Establishment of economic organizations by foreign investors

Another key change is that the requirement for foreign investors to have an investment project and obtain an Investment Registration Certificate (IRC) prior to establishing an economic organization in Vietnam is proposed to be removed. Under the Draft Law (Article 21), foreign investors will be permitted to establish economic organizations before applying for an investment project.

This is expected to promote a more open and equitable investment environment in comparison with domestic investors and to attract greater foreign investment.

Investment project management

Certain revision on provisions related to investment projects are proposed in the Draft Law that reflect the practical realities of implementing business investment activities in Vietnam such as follows:

a. Amendment of the cases in which the competent authority shall approve the investment policy and simultaneously grant approval to the investor without requiring a land use rights auction or investor selection through bidding (Article 25);

b. Introducing a new provision that defines projects not subject to the investment policy approval procedure (Article 26);

c. The authority to approve investment policies, currently held by the National Assembly, is proposed to be removed and instead vested in the Government under the Draft Law (Article 27);

d. The scope of investment policy approval by the Chairman of the Provincial People’s Committee is limited to the projects that significantly impact the environment, pose serious environmental risks, affect national defense or security, or involve critical infrastructure (Article 28);

e. Amendments to an investment project subject to approval on the IRC amendment or the amendment to investment policy approval are limited to those that affect the essential and substantive components of the project (Article 33), thereby streamlining the process on investment project management and enhancing efficiency for investors; and

f. The obligation for the investors to provide a guarantee deposit for project implementation in the event of a change in land use purpose under current regulations is removed in the Draft Law (Article 35).
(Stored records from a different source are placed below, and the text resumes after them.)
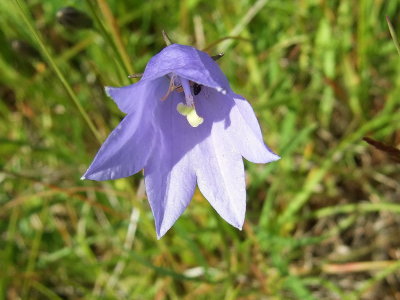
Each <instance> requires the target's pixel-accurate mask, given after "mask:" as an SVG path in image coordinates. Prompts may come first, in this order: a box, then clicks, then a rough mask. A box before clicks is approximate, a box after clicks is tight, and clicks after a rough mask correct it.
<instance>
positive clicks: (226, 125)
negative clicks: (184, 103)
mask: <svg viewBox="0 0 400 300" xmlns="http://www.w3.org/2000/svg"><path fill="white" fill-rule="evenodd" d="M231 95H234V96H235V98H232V96H231ZM239 97H240V96H238V95H235V94H233V93H229V94H227V95H222V94H221V93H218V92H216V91H215V90H213V89H207V88H205V91H204V93H202V94H201V97H198V100H197V102H196V103H198V105H197V106H198V110H199V114H200V115H201V116H203V117H204V118H205V119H206V118H207V117H209V116H214V119H222V118H224V119H223V123H222V124H221V125H220V126H223V127H222V128H221V129H220V130H221V132H222V134H224V135H226V136H227V139H228V140H229V141H230V143H231V145H232V146H233V148H235V149H236V150H237V152H238V153H240V154H241V155H242V156H243V157H244V158H245V159H247V160H249V161H251V162H254V163H268V162H271V161H275V160H278V159H279V156H278V155H276V154H274V153H273V152H272V151H271V150H270V149H269V148H268V147H267V146H266V145H265V144H264V142H263V139H262V134H261V130H260V126H259V125H258V121H257V119H256V117H255V114H254V111H253V109H252V108H251V106H250V104H249V103H248V102H247V101H246V100H245V99H244V98H242V97H240V98H239ZM218 115H220V117H218Z"/></svg>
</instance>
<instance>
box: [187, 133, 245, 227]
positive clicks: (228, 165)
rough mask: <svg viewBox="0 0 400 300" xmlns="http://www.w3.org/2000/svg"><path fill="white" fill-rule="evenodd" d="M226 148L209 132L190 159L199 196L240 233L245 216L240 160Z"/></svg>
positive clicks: (239, 158) (244, 200) (240, 160)
mask: <svg viewBox="0 0 400 300" xmlns="http://www.w3.org/2000/svg"><path fill="white" fill-rule="evenodd" d="M229 146H230V145H229V141H227V140H224V138H223V135H219V134H216V133H214V132H212V133H211V135H210V136H209V137H208V138H207V139H205V140H204V141H203V142H202V143H200V144H199V145H198V146H197V147H196V150H197V151H196V152H194V153H193V156H192V158H194V164H195V168H196V175H197V184H198V186H199V189H200V191H201V193H202V194H203V195H204V197H205V198H206V199H207V200H208V202H210V204H211V205H212V206H213V207H214V209H215V210H216V211H217V212H218V214H219V215H220V216H221V217H222V218H224V220H225V221H227V222H228V223H229V224H231V225H232V226H234V227H236V228H238V229H242V226H243V222H244V217H245V212H246V186H245V175H244V166H243V159H242V157H241V155H240V154H239V153H237V152H236V151H235V150H233V149H230V148H229Z"/></svg>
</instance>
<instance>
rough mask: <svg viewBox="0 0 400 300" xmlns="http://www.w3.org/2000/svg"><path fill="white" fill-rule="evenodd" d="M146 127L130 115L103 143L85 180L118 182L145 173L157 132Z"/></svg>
mask: <svg viewBox="0 0 400 300" xmlns="http://www.w3.org/2000/svg"><path fill="white" fill-rule="evenodd" d="M146 123H147V124H141V122H140V119H139V118H137V116H135V115H131V114H129V115H127V116H126V117H125V118H124V119H123V120H122V122H121V123H120V124H119V125H118V127H117V128H115V129H114V130H113V132H112V133H111V134H110V135H109V136H108V138H107V140H106V141H105V142H104V143H103V145H102V146H101V148H100V150H99V152H98V153H97V154H96V157H95V158H94V160H93V162H92V164H91V165H90V167H89V169H88V170H87V171H86V173H85V174H84V175H83V179H91V180H108V179H117V178H122V177H127V176H130V175H133V174H135V173H137V172H139V171H140V170H141V169H143V168H144V166H145V164H146V161H147V159H148V157H149V149H151V148H152V146H153V140H154V139H153V135H154V134H153V133H154V130H153V128H152V127H151V126H149V125H150V124H149V122H146Z"/></svg>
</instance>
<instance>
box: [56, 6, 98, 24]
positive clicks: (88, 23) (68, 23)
mask: <svg viewBox="0 0 400 300" xmlns="http://www.w3.org/2000/svg"><path fill="white" fill-rule="evenodd" d="M56 17H57V21H58V23H60V24H61V25H64V26H65V27H67V28H72V29H86V28H90V27H92V25H93V22H92V20H91V19H90V18H89V16H88V15H86V14H85V13H84V12H81V11H80V10H77V9H76V8H75V7H72V6H67V7H63V8H61V9H60V10H59V11H58V12H57V14H56Z"/></svg>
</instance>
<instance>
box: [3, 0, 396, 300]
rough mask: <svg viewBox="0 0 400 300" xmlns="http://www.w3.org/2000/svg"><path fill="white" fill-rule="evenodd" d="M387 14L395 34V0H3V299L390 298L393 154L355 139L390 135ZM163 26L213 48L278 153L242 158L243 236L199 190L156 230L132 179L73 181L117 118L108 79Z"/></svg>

Outbound investment activities

Notably, the administrative procedures for outbound investment in projects are simplified and made more flexible, specifically:

a. The procedure for approving outbound investment policies (i.e., currently under the authority of the National Assembly and the Prime Minister) is proposed to be abolished;

b. Vietnamese investors will no longer be required to obtain an Outbound Investment Registration Certificate (OIRC) issued by the MOF for projects under VND 20 billion (~USD 760,000) and will only be subject to the obligation to register foreign exchange transactions with the State Bank of Vietnam (Article 47); and

c. The timeline for repatriating profits from the host country to Vietnam will be extended from 6 months to 12 months, starting from the date of the final tax report or equivalent document, offering more convenience for Vietnamese investors (Article 54).

In conclusion, the Draft Law presents significant advantages and advancements aimed at improving Vietnam’s investment landscape. By addressing existing regulatory issues, it aims to establish a robust and adaptable legal framework that will foster greater efficiency, flexibility, and attractiveness for investors.